Recently in Canada’s largest city of Toronto, wild coyotes have been the talk of the town. There have been sightings of these curious creatures so close to people’s homes, that one dog has been killed, a couple others injured, and numerous cats have gone missing.

The debate revolves around one constant theme – what to do about the coyotes?
Some say they should be trapped and relocated someplace else, further from the city. Others are saying they should be killed outright, and still others say it is nature’s way, and nothing can really be done.

Truth is, coyotes are top level carnivores in the food chain, and they are doing what all top level carnivores do when they encounter another top level being – they challenge its existence.

We human beings are the ultimate top level players in the food chain – we have something no other animal on earth has – technology. We build comfy climate-controlled homes to protect us from the elements, we can put up fences to block off areas we want exclusively to ourselves, and we have weapons which we can use from a distance, so when we are challenged in a fight, all one has to do is pull the trigger.

Coyotes don’t have anything but their cunning natural instincts, their claws and their teeth. They are very fast and highly intelligent hunters, but they just can’t compete against urban sprawl.

And that is what the real issue is – urban sprawl – the constant growth of human civilizations into natural habitats.

When forests and fields are bulldozed and paved over, with massive neighbourhoods taking the place of once barren land, the ecosystem that was once there doesn’t just disappear. The ecosystem continues, but all of its elements begin to fight for survival.

In a sense, it is very much like Charles Darwin’s “Origin of Species” says – a fight of the fittest. Microbiological organisms, insects, gnats, and most of Mother Nature’s teeniest of living things will die off almost instantly. But bigger, stronger and higher levels in the food chain will continue the fight for some time.

That’s what we are seeing in Toronto with the coyotes. The coyote population is struggling for survival against a human-built neighbourhood sprawling onto its turf.

What is the right thing to do?

The coyote population has most likely always lived in the area, but because of people moving into coyote-land, it is becoming less fearful of humans and taking a more aggressive stand for the land and food sources from the land.

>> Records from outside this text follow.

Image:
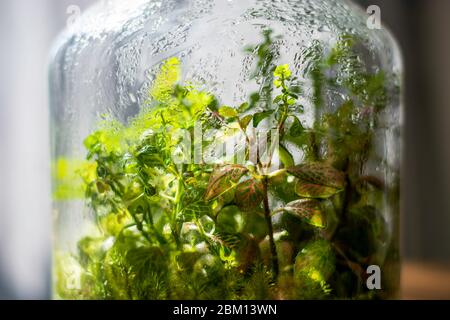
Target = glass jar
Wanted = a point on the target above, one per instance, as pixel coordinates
(224, 149)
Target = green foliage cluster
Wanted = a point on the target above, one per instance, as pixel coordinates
(236, 231)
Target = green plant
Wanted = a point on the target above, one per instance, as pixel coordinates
(176, 228)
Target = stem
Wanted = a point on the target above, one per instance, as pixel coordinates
(176, 210)
(267, 215)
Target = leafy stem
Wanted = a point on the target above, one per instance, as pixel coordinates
(268, 218)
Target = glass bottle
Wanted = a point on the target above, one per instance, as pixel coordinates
(224, 149)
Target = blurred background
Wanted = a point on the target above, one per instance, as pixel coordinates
(27, 29)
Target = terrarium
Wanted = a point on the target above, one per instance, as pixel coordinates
(224, 149)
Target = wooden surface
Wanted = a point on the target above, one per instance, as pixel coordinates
(425, 281)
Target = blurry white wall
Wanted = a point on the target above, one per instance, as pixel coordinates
(27, 29)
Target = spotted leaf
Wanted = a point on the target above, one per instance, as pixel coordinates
(307, 210)
(249, 194)
(223, 180)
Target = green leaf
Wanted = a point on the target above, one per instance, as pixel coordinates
(222, 181)
(258, 117)
(285, 156)
(228, 112)
(314, 191)
(296, 128)
(315, 262)
(307, 210)
(245, 121)
(283, 72)
(249, 195)
(317, 180)
(244, 107)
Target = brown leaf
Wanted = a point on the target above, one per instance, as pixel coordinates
(249, 194)
(317, 180)
(307, 210)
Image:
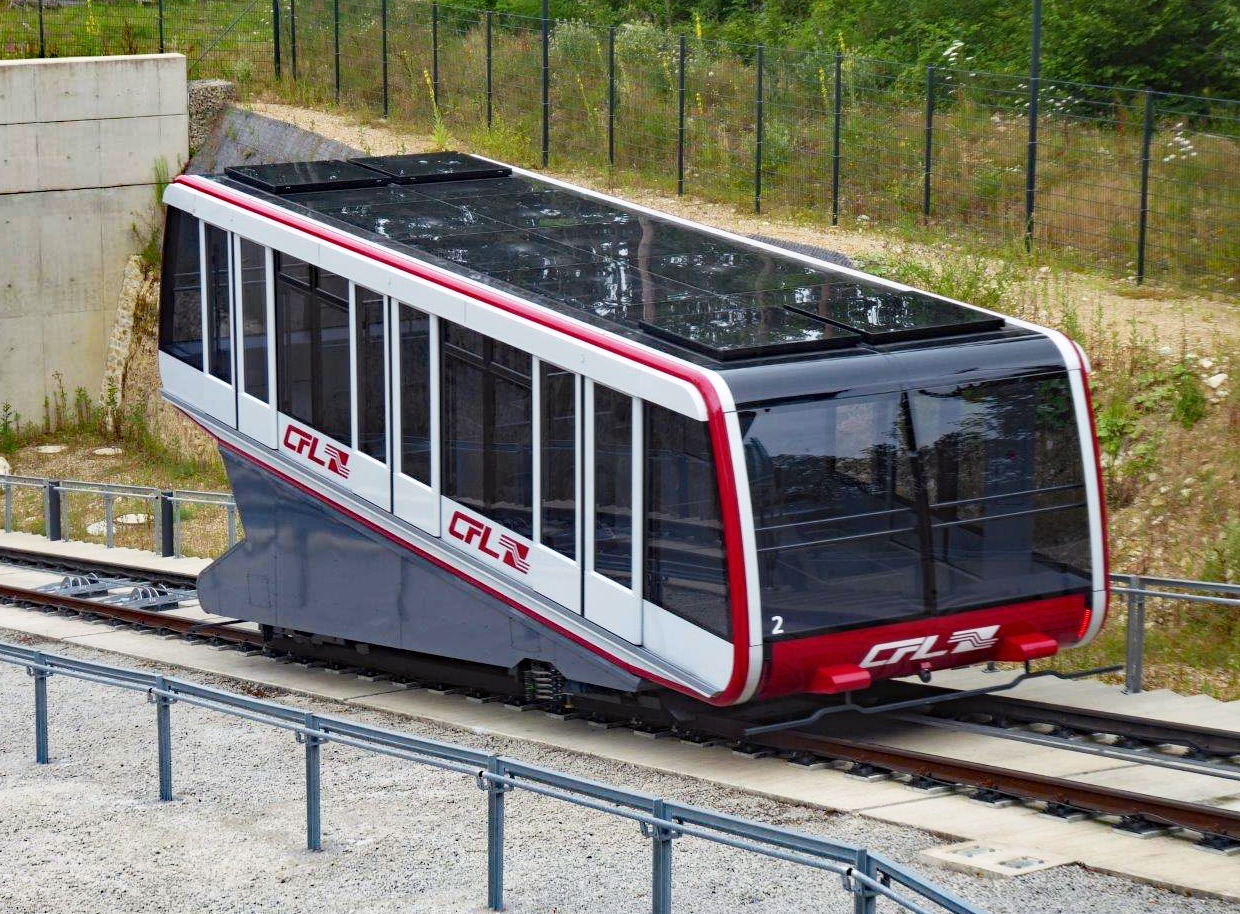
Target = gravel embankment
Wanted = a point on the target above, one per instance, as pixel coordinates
(87, 835)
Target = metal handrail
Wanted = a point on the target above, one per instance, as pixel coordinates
(864, 874)
(1138, 588)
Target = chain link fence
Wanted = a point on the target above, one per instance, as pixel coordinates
(1138, 184)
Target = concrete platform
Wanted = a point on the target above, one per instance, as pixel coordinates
(1168, 862)
(137, 559)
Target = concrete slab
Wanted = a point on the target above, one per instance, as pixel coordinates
(1167, 862)
(17, 104)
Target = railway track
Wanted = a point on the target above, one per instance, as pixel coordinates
(861, 744)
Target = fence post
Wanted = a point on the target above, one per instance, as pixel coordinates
(1135, 640)
(1147, 134)
(166, 523)
(495, 793)
(661, 861)
(314, 754)
(864, 898)
(680, 122)
(546, 29)
(335, 32)
(275, 36)
(434, 52)
(758, 130)
(383, 41)
(40, 676)
(835, 140)
(164, 727)
(1031, 166)
(929, 155)
(293, 37)
(611, 97)
(489, 58)
(52, 510)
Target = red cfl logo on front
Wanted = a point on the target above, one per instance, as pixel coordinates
(309, 445)
(476, 533)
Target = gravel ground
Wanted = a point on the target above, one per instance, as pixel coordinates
(84, 834)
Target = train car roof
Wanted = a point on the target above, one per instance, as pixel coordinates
(712, 299)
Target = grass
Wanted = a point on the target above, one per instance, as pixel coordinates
(1090, 150)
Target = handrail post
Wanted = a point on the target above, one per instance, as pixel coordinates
(1135, 646)
(758, 130)
(40, 675)
(611, 97)
(164, 727)
(680, 120)
(495, 791)
(53, 514)
(166, 523)
(383, 50)
(835, 139)
(1147, 134)
(929, 153)
(661, 860)
(314, 793)
(864, 898)
(546, 87)
(275, 36)
(490, 58)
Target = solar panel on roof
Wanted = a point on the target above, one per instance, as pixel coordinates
(293, 177)
(433, 168)
(727, 330)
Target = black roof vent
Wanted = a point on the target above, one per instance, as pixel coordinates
(430, 168)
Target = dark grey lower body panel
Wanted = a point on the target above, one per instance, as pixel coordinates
(306, 567)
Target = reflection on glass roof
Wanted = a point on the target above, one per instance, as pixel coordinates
(707, 293)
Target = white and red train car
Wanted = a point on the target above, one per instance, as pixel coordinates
(492, 422)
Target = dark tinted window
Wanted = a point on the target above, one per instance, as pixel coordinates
(686, 568)
(371, 376)
(559, 460)
(181, 294)
(414, 393)
(833, 509)
(253, 315)
(935, 501)
(313, 362)
(1006, 488)
(217, 304)
(487, 427)
(613, 484)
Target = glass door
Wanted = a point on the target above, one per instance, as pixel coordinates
(613, 500)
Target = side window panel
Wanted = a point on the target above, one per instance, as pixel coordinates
(253, 314)
(414, 393)
(181, 305)
(487, 427)
(686, 566)
(218, 324)
(371, 392)
(613, 485)
(313, 349)
(558, 460)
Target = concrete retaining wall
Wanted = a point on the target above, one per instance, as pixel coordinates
(79, 139)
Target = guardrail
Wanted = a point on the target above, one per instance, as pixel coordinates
(1136, 589)
(867, 876)
(165, 509)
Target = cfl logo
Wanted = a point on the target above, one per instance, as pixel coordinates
(915, 649)
(476, 533)
(308, 445)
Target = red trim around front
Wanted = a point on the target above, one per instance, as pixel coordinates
(716, 421)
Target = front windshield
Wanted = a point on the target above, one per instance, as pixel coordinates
(908, 504)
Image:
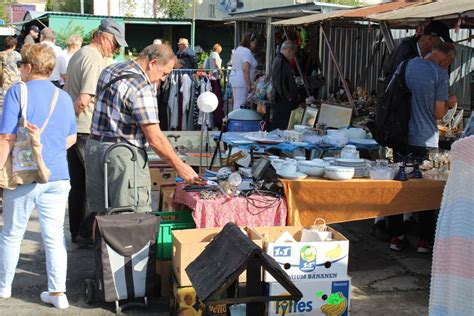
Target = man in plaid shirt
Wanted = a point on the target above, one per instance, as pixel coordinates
(126, 111)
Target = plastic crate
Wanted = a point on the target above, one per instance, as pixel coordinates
(170, 221)
(243, 126)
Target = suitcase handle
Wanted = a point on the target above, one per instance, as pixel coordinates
(106, 177)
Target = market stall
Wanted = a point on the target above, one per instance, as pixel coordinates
(358, 199)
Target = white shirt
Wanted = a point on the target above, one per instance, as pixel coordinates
(58, 51)
(239, 57)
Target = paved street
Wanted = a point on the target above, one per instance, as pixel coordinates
(384, 282)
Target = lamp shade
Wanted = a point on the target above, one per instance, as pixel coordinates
(207, 102)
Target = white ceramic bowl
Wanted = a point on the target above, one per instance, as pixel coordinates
(312, 168)
(339, 173)
(301, 128)
(381, 173)
(355, 133)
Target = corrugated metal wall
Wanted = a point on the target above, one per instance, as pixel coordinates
(353, 48)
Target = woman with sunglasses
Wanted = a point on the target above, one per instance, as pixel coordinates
(50, 105)
(244, 66)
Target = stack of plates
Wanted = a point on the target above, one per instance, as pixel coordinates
(359, 165)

Relocating the population may have little value – coyotes are migratory pack animals and could just as easily find their way back. Or if the specific packs removed don’t find their way back to the urban areas of Toronto, other groups that have been there before probably will again.

Killing off the coyotes coming into the city may eliminate the problem immediately, but again, others will follow.

The only real solution is – sadly – to allow urban sprawl. As the city expands, and more of the coyote’s natural feeding grounds are paved over, eventually they will either die off from starvation, or simply move on, searching for other food sources, as there are none in the concrete jungle of a modern city.

That’s the natural way – call it the coyote way – and is just as Darwin wrote many years prior, survival of the fittest.